How to “Catch a Falling Knife” for Big Profits
How to “Catch a Falling Knife” for Big Profits by Justin Spittler – Casey Research
Justin’s note: The markets and our offices are closed in observance of Labor Day. So for today’s Dispatch, I want to share a classic piece from our colleague, master trader Jeff Clark. Below, Jeff shows how you can find when a stock has hit bottom… and score a windfall profit from its recovery…
By Jeff Clark, editor, Market Minute
Most traders are familiar with the cliché Wall Street warning of “don’t catch a falling knife.”
You see, buying into a stock that is falling sharply is generally a bad idea.

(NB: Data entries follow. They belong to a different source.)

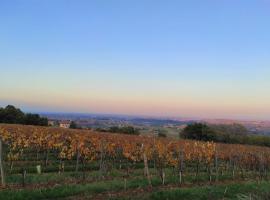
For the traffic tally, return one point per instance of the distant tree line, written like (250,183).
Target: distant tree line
(233,134)
(124,130)
(12,115)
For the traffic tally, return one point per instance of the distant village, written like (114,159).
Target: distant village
(59,123)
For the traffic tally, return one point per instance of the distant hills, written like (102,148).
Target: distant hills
(107,120)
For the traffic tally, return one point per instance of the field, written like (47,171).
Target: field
(54,163)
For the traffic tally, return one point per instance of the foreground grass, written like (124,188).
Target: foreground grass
(231,191)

While picking the bottom of a stock can lead to massive gains… if you buy at the wrong time, it can also lead to big losses. And, frankly, most of the time… that’s what happens.
But there are times when the knife is so close to the ground – where the risk of further loss is minimal, and where the potential gains are so enormous – that it makes sense to reach out and grab it.
Today, I’m going to show you how to find these setups…
Let’s start by looking at an example. Take a look at this chart of Lululemon Athletica (LULU), the sports apparel manufacturer known best for its line of yoga clothes…
Back in December 2013, LULU shares dropped nearly 20% overnight (point 1 on the chart) in reaction to some bad news from the company. Now, it doesn’t matter what the actual news was. The important thing to recognize here is that this was NOT a good time to buy shares of LULU. Bad news is usually NOT a one-time event. There’s almost always a second shoe to drop.
So if you want to profit from “falling knives,” the first rule to follow is to never buy a stock on the first decline from bad news. There’s usually more trouble to come.